Error message failure
Error messages in the sandbox were API codes — not human-readable explanations. Developers were spending significant time cross-referencing error codes when clear error messaging would have resolved issues in seconds.
"I know what I want to build, but I don't know what PayPal calls it. So I'm just searching and hoping something matches."
— Participant, mid-level developer at a fintech startup
Building a research-enabled product organization
The Developer Portal redesign was the primary research output — but the more durable impact was on how PayPal's product organization used research at all.
Serving 10 product teams and 12 designers as a single embedded research partner meant I couldn't run every study myself. The choice was between being a bottleneck or building capacity. I chose the latter.
What research enablement looked like in practice
I ran a structured research mentorship program across the design and product org — working directly with UX designers, content designers, and PMs to build their ability to plan and run their own research, interpret findings, and distinguish between findings that warranted escalation and findings they could act on directly.
This wasn't just "how to run a usability test." It was teaching people to ask better questions — starting with the decision the research needed to inform, not the research method they thought they needed. That shift in framing changed the quality of the studies the team ran independently.
By the time I left PayPal, teams were regularly running their own discovery interviews and usability sessions — and bringing me in for synthesis and strategic framing rather than execution. Research had moved from a service function to a shared capability.
What I learned
Mental model mapping is underrated
The biggest problem in the Developer Portal wasn't any specific UI — it was the vocabulary mismatch between how PayPal named things and how developers thought about their work. Research that surfaces mental models is more valuable than research that just tests task completion.
Two-method studies earn more trust
Pairing field research (observational, naturalistic) with usability testing (controlled, measurable) gave the design team both the "why" and the "how bad" — the combination made the redesign recommendation much harder to push back on than either method alone.
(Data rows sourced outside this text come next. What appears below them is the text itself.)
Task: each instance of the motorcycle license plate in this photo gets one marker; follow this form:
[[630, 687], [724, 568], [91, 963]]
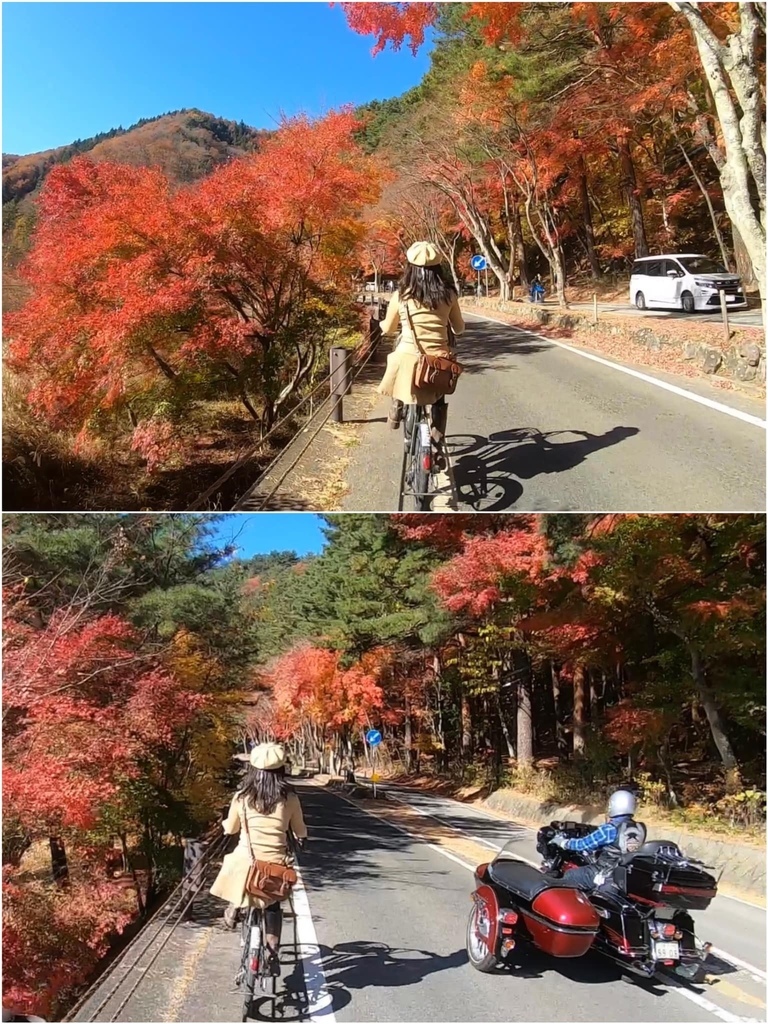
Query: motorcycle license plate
[[667, 950]]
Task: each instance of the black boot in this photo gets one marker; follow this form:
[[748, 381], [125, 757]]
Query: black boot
[[395, 414]]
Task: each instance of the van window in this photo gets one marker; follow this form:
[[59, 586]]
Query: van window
[[645, 268], [700, 264]]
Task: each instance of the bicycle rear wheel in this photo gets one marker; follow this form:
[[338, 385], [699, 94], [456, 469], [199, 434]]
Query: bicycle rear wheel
[[251, 960], [419, 461]]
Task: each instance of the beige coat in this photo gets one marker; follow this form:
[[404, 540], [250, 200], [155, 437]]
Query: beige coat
[[431, 329], [267, 834]]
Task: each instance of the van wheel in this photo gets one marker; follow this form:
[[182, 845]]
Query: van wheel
[[479, 955]]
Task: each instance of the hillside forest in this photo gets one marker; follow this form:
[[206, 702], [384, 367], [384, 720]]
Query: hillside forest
[[555, 654], [173, 289]]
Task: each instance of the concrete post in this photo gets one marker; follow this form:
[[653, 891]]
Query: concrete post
[[340, 381]]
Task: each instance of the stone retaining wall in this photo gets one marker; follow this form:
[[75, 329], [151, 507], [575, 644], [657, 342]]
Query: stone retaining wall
[[743, 866], [741, 358]]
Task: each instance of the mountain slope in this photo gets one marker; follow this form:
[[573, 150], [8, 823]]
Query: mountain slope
[[186, 144]]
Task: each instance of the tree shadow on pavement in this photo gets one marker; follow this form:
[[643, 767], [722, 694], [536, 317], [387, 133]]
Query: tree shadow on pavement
[[485, 468], [350, 966], [478, 349]]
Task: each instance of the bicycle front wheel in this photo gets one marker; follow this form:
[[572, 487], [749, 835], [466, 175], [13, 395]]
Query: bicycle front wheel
[[421, 466], [251, 953]]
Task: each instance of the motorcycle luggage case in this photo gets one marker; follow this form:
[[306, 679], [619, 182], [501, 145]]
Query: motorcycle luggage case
[[647, 879], [560, 922]]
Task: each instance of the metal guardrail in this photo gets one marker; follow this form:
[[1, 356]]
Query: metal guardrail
[[166, 920], [339, 382]]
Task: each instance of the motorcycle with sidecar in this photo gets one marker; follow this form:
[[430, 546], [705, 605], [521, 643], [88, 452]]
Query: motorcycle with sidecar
[[638, 915]]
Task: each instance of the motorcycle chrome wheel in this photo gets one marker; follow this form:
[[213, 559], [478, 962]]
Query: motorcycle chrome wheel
[[478, 925]]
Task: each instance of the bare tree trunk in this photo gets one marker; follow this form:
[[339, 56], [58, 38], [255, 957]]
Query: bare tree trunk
[[129, 866], [58, 863], [629, 184], [589, 227], [732, 65], [580, 726], [708, 200], [559, 725], [717, 727], [594, 706], [466, 726], [409, 735], [524, 721]]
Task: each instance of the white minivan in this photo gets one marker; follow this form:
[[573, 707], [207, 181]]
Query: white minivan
[[687, 282]]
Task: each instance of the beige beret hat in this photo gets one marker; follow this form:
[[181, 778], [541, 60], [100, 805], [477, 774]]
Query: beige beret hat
[[267, 757], [423, 254]]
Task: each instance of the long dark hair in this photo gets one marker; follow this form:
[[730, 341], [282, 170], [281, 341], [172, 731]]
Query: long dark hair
[[264, 790], [427, 286]]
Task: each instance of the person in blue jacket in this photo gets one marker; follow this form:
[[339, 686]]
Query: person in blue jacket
[[619, 835], [537, 289]]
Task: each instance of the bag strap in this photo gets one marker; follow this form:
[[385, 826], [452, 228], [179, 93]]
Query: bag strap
[[413, 329], [248, 832]]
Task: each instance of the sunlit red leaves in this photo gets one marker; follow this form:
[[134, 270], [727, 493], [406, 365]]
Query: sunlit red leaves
[[391, 23], [135, 282], [627, 725], [475, 580], [60, 940], [84, 712], [309, 683]]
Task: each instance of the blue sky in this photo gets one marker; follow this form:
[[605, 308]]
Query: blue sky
[[73, 70], [261, 532]]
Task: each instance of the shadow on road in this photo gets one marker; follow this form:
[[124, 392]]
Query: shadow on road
[[484, 468], [346, 846], [484, 343], [350, 966]]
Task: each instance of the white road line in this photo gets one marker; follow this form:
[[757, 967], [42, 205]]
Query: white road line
[[321, 1000], [690, 395], [757, 973], [705, 1004], [739, 899], [473, 839]]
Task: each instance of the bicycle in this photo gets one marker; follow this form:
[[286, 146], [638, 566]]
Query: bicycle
[[418, 460], [254, 965]]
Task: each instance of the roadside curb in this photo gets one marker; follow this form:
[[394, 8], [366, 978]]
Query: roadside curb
[[739, 365], [742, 866]]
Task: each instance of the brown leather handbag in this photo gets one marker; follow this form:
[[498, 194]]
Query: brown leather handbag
[[435, 373], [265, 881]]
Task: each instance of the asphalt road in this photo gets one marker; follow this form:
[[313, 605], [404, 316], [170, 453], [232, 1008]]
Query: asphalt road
[[377, 933], [744, 317], [390, 913], [535, 426]]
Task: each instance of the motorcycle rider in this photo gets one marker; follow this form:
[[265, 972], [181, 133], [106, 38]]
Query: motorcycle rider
[[619, 835]]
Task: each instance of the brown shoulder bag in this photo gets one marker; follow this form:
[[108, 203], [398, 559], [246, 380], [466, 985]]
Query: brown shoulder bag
[[434, 373], [266, 881]]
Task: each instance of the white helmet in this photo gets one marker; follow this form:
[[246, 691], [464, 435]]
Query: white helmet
[[622, 802]]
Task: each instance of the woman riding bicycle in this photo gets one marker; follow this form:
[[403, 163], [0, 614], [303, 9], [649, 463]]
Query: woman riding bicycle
[[427, 303], [263, 810]]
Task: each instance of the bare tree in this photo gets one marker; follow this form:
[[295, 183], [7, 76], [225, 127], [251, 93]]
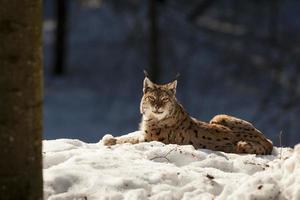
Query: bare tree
[[20, 99]]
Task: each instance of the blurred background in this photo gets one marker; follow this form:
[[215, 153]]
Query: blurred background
[[235, 57]]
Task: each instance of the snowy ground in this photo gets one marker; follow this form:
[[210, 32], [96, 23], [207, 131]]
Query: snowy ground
[[77, 170]]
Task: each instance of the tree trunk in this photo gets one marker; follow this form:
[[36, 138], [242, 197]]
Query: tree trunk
[[20, 99]]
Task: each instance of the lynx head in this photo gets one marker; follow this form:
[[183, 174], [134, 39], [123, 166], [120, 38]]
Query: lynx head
[[158, 101]]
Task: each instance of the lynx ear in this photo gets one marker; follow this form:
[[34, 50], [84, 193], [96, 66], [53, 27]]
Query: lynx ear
[[172, 86], [147, 84]]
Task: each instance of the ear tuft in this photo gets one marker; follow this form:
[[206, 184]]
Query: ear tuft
[[147, 84], [172, 86]]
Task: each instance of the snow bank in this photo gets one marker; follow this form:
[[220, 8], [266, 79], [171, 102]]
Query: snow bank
[[81, 171]]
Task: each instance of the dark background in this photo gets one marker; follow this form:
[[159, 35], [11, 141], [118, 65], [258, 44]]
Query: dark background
[[235, 57]]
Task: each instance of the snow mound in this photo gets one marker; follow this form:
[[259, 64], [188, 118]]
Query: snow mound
[[80, 171]]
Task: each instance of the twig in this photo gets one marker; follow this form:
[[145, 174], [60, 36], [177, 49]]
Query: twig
[[280, 143], [164, 156]]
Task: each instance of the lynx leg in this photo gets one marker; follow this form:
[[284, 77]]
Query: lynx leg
[[231, 122], [132, 138], [250, 147]]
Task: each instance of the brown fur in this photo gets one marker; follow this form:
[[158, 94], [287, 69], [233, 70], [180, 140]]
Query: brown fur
[[165, 120]]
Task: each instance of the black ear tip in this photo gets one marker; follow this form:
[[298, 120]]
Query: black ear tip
[[146, 73]]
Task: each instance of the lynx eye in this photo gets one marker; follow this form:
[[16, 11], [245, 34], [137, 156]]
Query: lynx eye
[[165, 99], [150, 98]]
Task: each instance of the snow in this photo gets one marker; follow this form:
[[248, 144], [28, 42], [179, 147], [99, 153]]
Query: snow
[[77, 170]]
Enablement scales; individual studies don't
The best thing a single embedded researcher can do in a large org is build other people's ability to do research. The studies I enabled others to run outlasted my direct involvement — and that multiplier effect is what makes research infrastructure valuable.
Research partnerships require mutual investment
Being embedded across 10 product teams meant building genuine working relationships with PMs and designers — not just delivering decks. The teams that got the most from research were the ones that brought me in early, not as a validator at the end.